Why it happens / is confusing: Source order is the easiest model for the human brain.
Clarification / Fix: Source order inside one thread is not automatically visibility order across threads. Correct cross-thread publication needs explicit synchronization semantics.
Issue: "Atomic means fully synchronized."
Why it happens / is confusing: The word sounds stronger than it is.
Clarification / Fix: Atomicity only guarantees indivisible access to that variable. It does not automatically guarantee the surrounding memory operations are observed in the intended order.
Issue: "We should just use the weakest ordering for speed."
Why it happens / is confusing: Weaker sounds cheaper.
Clarification / Fix: The cost of a subtle concurrency bug is usually far greater than the micro-optimization. Start from the clearest correct ordering and weaken only when you can defend the happens-before story.
Advanced Connections
Connection 1: Memory Models & Ordering <-> Lock-Free Data Structures
The parallel: Lock-free algorithms are where memory ordering stops being optional background theory and becomes part of the algorithm itself.
Connection 2: Memory Models & Ordering <-> Locks & Synchronization
The parallel: Locks are easier to use partly because they package ordering guarantees for you. Memory-model reasoning becomes more exposed when you leave that shelter.
Resources
- [DOC] Rust Nomicon: Atomics
- [DOC] Rust
Orderingenum - [DOC] Linux kernel memory barriers documentation
- [BOOK] Operating Systems: Three Easy Pieces
Key Insights
- Memory models define what cross-thread observations are legal - They exist because compiler and hardware optimizations break naive "source order equals visible order" reasoning.
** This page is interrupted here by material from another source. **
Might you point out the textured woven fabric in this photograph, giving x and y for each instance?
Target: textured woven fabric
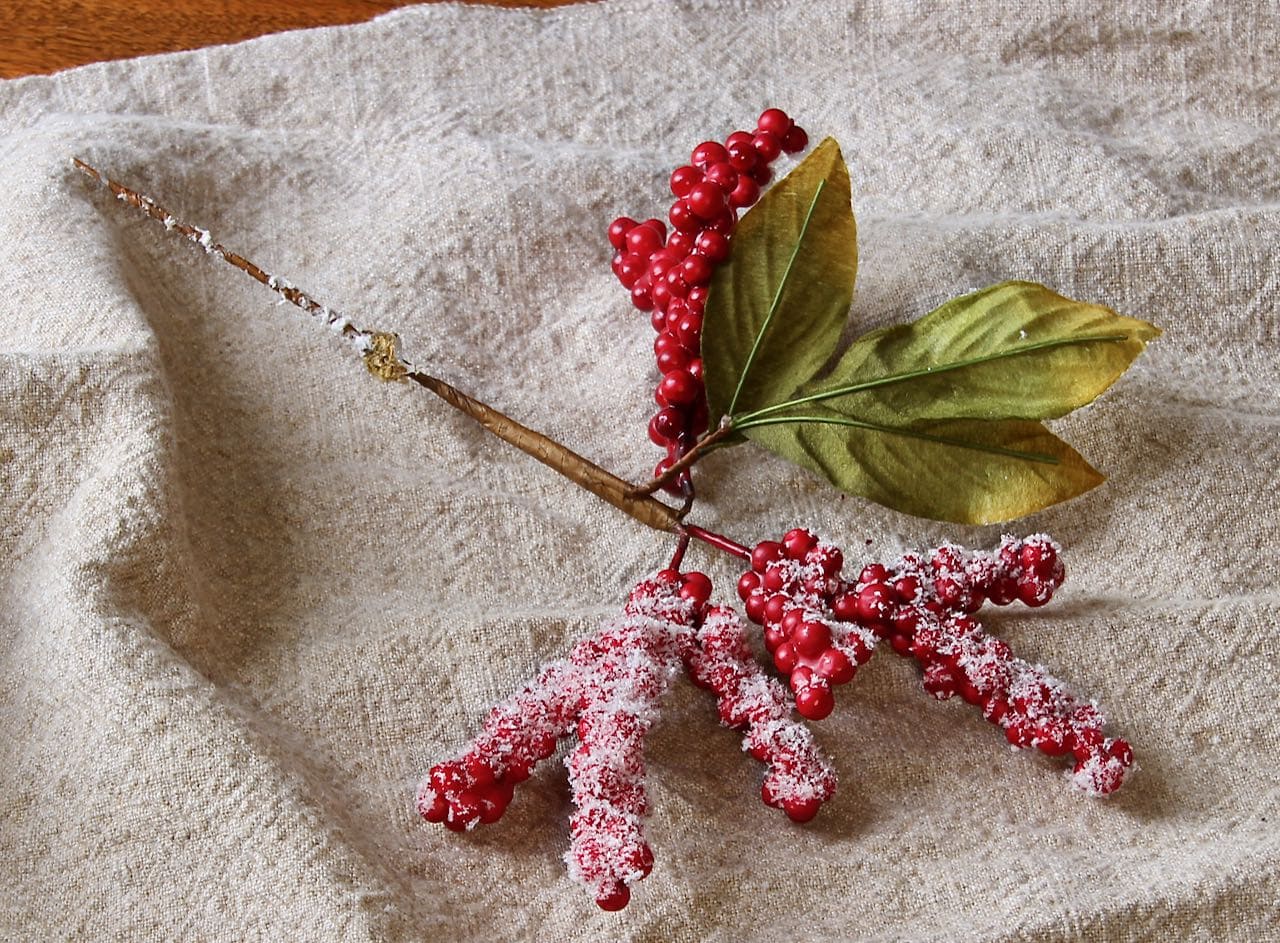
(248, 594)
- Acquire-release is the basic publication pattern - It lets one thread publish data and another observe that publication with the intended visibility guarantees.
- Ordering strength is a trade-off between reasoning simplicity and optimization freedom - Stronger orderings are easier to reason about; weaker ones demand sharper proofs.
Knowledge Check
-
What problem does a memory model primarily solve?
- A) It decides how much RAM a process can allocate
- B) It defines which cross-thread visibility and ordering outcomes are allowed
- C) It replaces the scheduler
-
What is the practical role of a release store followed by an acquire load that observes it?
- A) It creates a publication/observation relationship that orders surrounding memory effects
- B) It disables compiler optimization entirely
- C) It makes all future operations globally sequential forever
-
Why can atomic operations still be insufficient if the chosen ordering is too weak?
- A) Because atomicity alone does not guarantee the surrounding reads and writes are seen in the intended order
- B) Because atomics only work on single-core machines
- C) Because atomics remove values from caches
Answers
1. B: A memory model defines what one thread is allowed to observe from another in the presence of compiler and hardware reordering.
2. A: Acquire-release is the standard way to express safe publication and observation across threads.
3. A: The variable access may be atomic while the overall concurrent reasoning is still wrong if visibility ordering is not strong enough.